1. Révolte à Gand. — Marie de Hongrie, sœur de Charle-Quint, était devenue gouvernante des Pays-Ras, à la mort de Marguerite d’Autriche, en 1530. Lors de la troisième guerre avec la France, elle demanda des subsides, que les Gantois seuls refusèrent, en alléguant le mauvais état de leurs finances. Ils offraient d’ailleurs, suivant l’ancienne coutume, un contingent de milices pour la défense du pays. La gouvernante s’opposant à cet arrangement, la ville en appela à l’empereur lui-même. Celui-ci fit déférer l’affaire an Grand Conseil de Malines, qui donna tord aux Gantois. Alors, des troubles agitèrent la cité. La haute bourgeoisie voulait s’incliner devant l’arrêt du Grand Conseil ; mais les petites gens des métiers s’y refusèrent. Ces creissers ou braillards en arrivèrent à de déplorables excès : ils se saisirent de plusieurs magistrats, et le grand doyen Liévin Piin, bien qu’âgé de 75 ans, fut cruellement torturé, puis décapité. L’empereur s’empressa d’accourir de l’Espagne, et, sur l’invitation pressante de François Ier, il traversa la France et s’arrêta sept jours à Paris, où de grandes fêtes furent célébrées en son honneur. De nobles seigneurs français engageaient vivement le roi à violer sa parole, et à retenir Charles-Quint prisonnier. — L’empereur est plus fou que moi ! s’écriait de son côté le fameux Triboulet, bouffon du roi. — Et si je le laisse passer que diras-tu ? lui demande François Ier. — À la place de son nom, je mettrai le vôtre ! répond le fou. Le roi cependant fut loyal, et Charles arriva à Bruxelles, d’où il se diriggea sur Gand avec 10.000 hommes.

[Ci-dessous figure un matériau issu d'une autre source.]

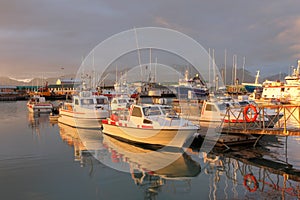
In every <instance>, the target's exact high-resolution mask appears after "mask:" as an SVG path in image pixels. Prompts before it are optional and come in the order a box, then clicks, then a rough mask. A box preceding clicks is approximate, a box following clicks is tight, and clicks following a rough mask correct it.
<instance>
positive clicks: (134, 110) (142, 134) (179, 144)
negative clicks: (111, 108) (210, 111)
mask: <svg viewBox="0 0 300 200" xmlns="http://www.w3.org/2000/svg"><path fill="white" fill-rule="evenodd" d="M102 125H103V132H104V133H105V134H107V135H110V136H113V137H116V138H119V139H121V140H125V141H129V142H133V143H142V144H149V145H153V146H157V147H162V146H172V147H178V148H181V147H183V146H184V144H185V143H186V142H187V141H188V140H189V139H192V138H193V135H194V134H195V133H196V132H197V131H198V130H199V128H200V127H199V126H196V125H193V124H192V122H190V121H188V120H186V119H184V118H181V117H179V116H178V115H177V114H176V112H175V111H174V110H172V108H171V106H168V105H156V104H147V105H132V106H131V107H130V110H129V111H128V110H119V111H117V112H114V113H113V114H112V115H111V117H110V118H108V119H106V120H102Z"/></svg>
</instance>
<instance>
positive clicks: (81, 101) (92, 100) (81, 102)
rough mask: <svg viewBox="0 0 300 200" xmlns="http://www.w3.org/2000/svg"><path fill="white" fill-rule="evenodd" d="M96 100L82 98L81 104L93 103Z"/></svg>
mask: <svg viewBox="0 0 300 200" xmlns="http://www.w3.org/2000/svg"><path fill="white" fill-rule="evenodd" d="M93 104H94V101H93V99H82V100H81V105H93Z"/></svg>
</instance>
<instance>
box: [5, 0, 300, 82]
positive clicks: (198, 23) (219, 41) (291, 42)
mask: <svg viewBox="0 0 300 200" xmlns="http://www.w3.org/2000/svg"><path fill="white" fill-rule="evenodd" d="M299 7H300V1H298V0H285V1H282V0H268V1H267V0H253V1H248V0H247V1H246V0H227V1H222V0H193V1H179V0H164V1H162V0H161V1H158V0H157V1H149V0H148V1H142V0H124V1H114V0H1V1H0V76H11V77H20V78H21V77H22V78H28V77H33V76H41V75H43V76H46V77H51V76H52V75H53V76H56V75H57V74H60V73H64V74H67V73H76V71H77V69H78V68H79V66H80V64H81V61H82V59H83V57H84V56H86V55H87V54H88V53H89V52H90V51H91V49H93V48H94V47H95V46H96V45H97V44H98V43H100V42H101V41H103V40H105V39H106V38H108V37H110V36H111V35H114V34H117V33H119V32H122V31H125V30H128V29H132V28H134V27H147V26H154V27H164V28H170V29H175V30H177V31H180V32H182V33H184V34H186V35H188V36H190V37H192V38H193V39H195V40H196V41H198V42H199V43H200V44H201V45H203V47H204V48H206V49H208V48H211V49H215V57H216V62H217V65H219V66H222V65H223V64H224V51H225V49H227V55H228V58H227V65H230V64H231V63H232V55H233V54H236V55H237V56H238V67H239V66H241V65H242V60H243V57H244V56H245V57H246V65H245V68H246V69H248V70H250V71H252V72H255V71H256V70H257V69H260V70H261V71H262V74H263V75H264V74H265V75H266V74H270V73H271V74H275V73H278V72H285V73H288V72H289V68H290V66H291V65H294V66H296V62H297V59H300V11H299ZM62 68H63V69H62Z"/></svg>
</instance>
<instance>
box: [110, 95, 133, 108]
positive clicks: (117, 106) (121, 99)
mask: <svg viewBox="0 0 300 200" xmlns="http://www.w3.org/2000/svg"><path fill="white" fill-rule="evenodd" d="M134 103H135V99H133V98H130V97H129V96H128V95H118V96H115V97H113V98H112V100H111V102H110V108H111V110H119V109H128V108H129V107H130V105H131V104H134Z"/></svg>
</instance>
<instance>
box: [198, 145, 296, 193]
mask: <svg viewBox="0 0 300 200" xmlns="http://www.w3.org/2000/svg"><path fill="white" fill-rule="evenodd" d="M269 155H270V152H268V151H266V150H265V149H259V148H257V149H253V150H251V151H249V149H244V150H242V149H240V148H239V149H236V151H232V152H227V153H210V154H206V153H203V155H202V156H203V160H204V163H205V166H206V167H205V169H204V172H205V173H206V174H207V175H208V176H209V199H219V198H224V199H231V198H234V199H239V198H245V197H246V198H256V197H260V198H262V199H270V198H271V199H273V198H274V199H278V198H280V199H298V198H299V197H300V184H299V181H300V170H299V169H296V168H295V167H294V166H292V165H291V164H289V163H285V162H284V161H280V160H275V159H276V158H274V157H273V160H271V159H268V158H267V157H268V156H269Z"/></svg>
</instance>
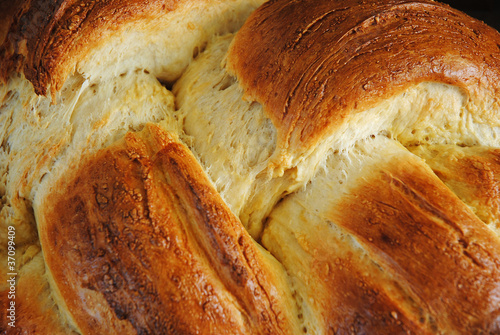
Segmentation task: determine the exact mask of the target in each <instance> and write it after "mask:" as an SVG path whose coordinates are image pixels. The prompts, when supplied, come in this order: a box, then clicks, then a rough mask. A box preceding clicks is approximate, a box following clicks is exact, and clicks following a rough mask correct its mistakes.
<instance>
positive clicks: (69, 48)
mask: <svg viewBox="0 0 500 335" xmlns="http://www.w3.org/2000/svg"><path fill="white" fill-rule="evenodd" d="M6 2H7V1H6ZM6 2H5V3H6ZM182 2H184V0H158V1H139V0H130V1H129V0H127V1H120V0H112V1H96V0H78V1H69V0H57V1H48V0H37V1H29V0H24V1H19V2H17V4H16V5H15V6H14V5H12V4H9V6H5V7H6V8H7V9H9V11H12V12H14V13H15V15H13V16H11V15H7V18H8V19H9V20H10V21H11V22H12V24H11V25H10V27H9V28H8V34H7V36H6V38H5V40H0V43H2V44H1V45H0V59H2V62H1V63H0V78H3V79H5V78H7V77H8V75H9V74H10V73H11V71H13V70H17V71H21V70H22V71H23V72H24V74H25V76H26V78H27V79H28V80H30V81H31V82H32V83H33V86H34V87H35V92H36V93H37V94H43V95H45V94H46V92H47V88H48V87H49V86H52V87H53V89H54V90H59V89H60V88H61V87H62V84H63V83H64V80H65V79H66V76H67V75H68V74H69V73H70V72H71V71H73V69H74V67H75V64H76V63H77V61H78V60H80V59H81V58H82V57H83V56H84V55H85V54H86V53H87V52H88V50H91V49H93V48H95V47H96V46H98V45H99V44H100V43H103V41H105V40H106V37H107V36H110V35H111V34H113V33H116V31H118V30H122V29H124V28H125V27H126V23H127V22H132V21H134V22H135V24H138V23H139V22H141V21H142V20H152V19H154V18H156V17H160V16H162V15H164V14H165V12H169V11H172V10H174V9H175V8H177V6H179V5H180V4H181V3H182ZM3 25H7V22H5V23H4V24H3ZM0 29H3V30H4V31H5V30H6V27H3V26H0ZM0 32H2V31H1V30H0ZM5 34H6V33H4V32H2V34H0V37H3V36H2V35H5Z"/></svg>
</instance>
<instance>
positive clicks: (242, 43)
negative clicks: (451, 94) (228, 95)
mask: <svg viewBox="0 0 500 335" xmlns="http://www.w3.org/2000/svg"><path fill="white" fill-rule="evenodd" d="M228 66H229V69H230V70H231V71H232V72H233V73H234V74H235V75H236V76H237V78H238V81H239V84H240V85H241V86H242V87H243V89H244V91H245V94H246V96H247V98H248V99H252V100H256V101H259V102H260V103H262V104H263V105H264V108H265V110H266V112H267V113H268V115H269V117H270V118H271V120H272V121H273V123H274V125H275V126H276V128H277V129H278V132H279V141H280V145H281V146H282V147H285V148H288V147H290V148H292V149H293V148H295V147H309V146H312V145H315V144H316V143H317V141H318V140H320V139H321V138H323V137H324V136H325V135H327V134H328V133H329V132H331V130H332V129H334V128H335V127H336V126H338V125H339V124H341V123H342V122H343V120H345V118H346V117H347V116H349V115H350V114H352V113H355V112H357V111H363V110H365V109H367V108H369V107H371V106H373V105H374V104H377V103H379V102H381V101H382V100H383V99H385V98H388V97H390V96H392V95H394V94H396V93H399V92H401V91H403V90H404V89H406V88H408V87H409V86H410V85H413V84H416V83H419V82H423V81H438V82H443V83H447V84H452V85H457V86H459V87H460V88H462V89H463V90H464V91H465V92H466V94H468V95H469V96H470V99H471V103H473V104H476V105H484V104H488V103H489V102H491V101H495V100H494V99H493V97H494V96H496V95H498V93H500V34H499V33H498V32H497V31H495V30H494V29H492V28H490V27H488V26H487V25H485V24H484V23H482V22H480V21H477V20H475V19H472V18H470V17H468V16H467V15H465V14H464V13H462V12H459V11H457V10H454V9H452V8H450V7H448V6H447V5H443V4H440V3H438V2H433V1H430V0H420V1H409V0H391V1H374V0H370V1H354V0H340V1H322V0H307V1H306V0H299V1H270V2H268V3H266V4H264V5H263V6H261V7H260V8H259V9H258V10H257V11H255V12H254V13H253V14H252V16H251V17H250V18H249V19H248V20H247V22H246V24H245V25H244V26H243V28H242V29H241V30H240V31H239V32H238V34H237V36H236V37H235V39H234V42H233V45H232V48H231V49H230V52H229V54H228ZM494 103H496V106H497V107H496V108H497V109H498V103H497V102H494ZM471 109H473V108H471ZM489 113H491V109H490V111H489ZM482 117H486V118H490V119H491V118H492V116H491V115H488V112H485V115H482Z"/></svg>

La ville ne se défendit pas. L’empereur y entra « le glaive d’une main et l’épée de l’autre ». Aussitôt il rassembla le conseil de la Toison d’or, pour délibérer sur le sort de la cité rebelle. Le duc d’Albe, dit-on, opina pour une destruction complète, mais Charles-Quint le conduisit sur le haut du beffroi et, lui montrant de là cette ville superbe et glorieuse : « Combien faudrait-il de peaux d’Espagne, dit-il, pour faire un Gand comme celui-ci ? La sentence de l’empereur fut dure néanmoins : seize bourgeois périrent par la hache ; les chartes de la ville furent anéanties et remplacées par une constitution nouvelle, la Caroline, qui restreignait considérablement ses privilèges ; enfin l’empereur frappa la ville d’une amende de 150.000 florins, qui servit à l’érection d’une citadelle. Il en posa solennellement, la première pierre avant son départ, sur l’emplacement de l’ancienne abbaye de Saint Bavon. — Ce fut le dernier épisode du long combat livré aux libertés communales, par le pouvoir despotique désormais triomphant.

1. Révolte à Gand. — La gouvernante des Pays-Bas, Marie de Hongrie, avait demandé en 1536 un lourd subside pour la troisième guerre avec la France. Les Gantois en refusèrent le payement, mais ils offrirent toutefois un contingent de milice pour la défense du pays. La gouvernante ayant rejeté leur proposition des troubles sanglants se produisirent dans la ville. Charles-Quint arriva aussitôt d’Espagne par Paris, et se rendit à Gand, où il entra sans lutte, « l’épée d’une main et le glaive de l’autre ». Il restreignit les privilèges de la ville : une amende de 150.000 florins servit à l’érection d’une citadelle, et seize bourgeois périrent par la hache.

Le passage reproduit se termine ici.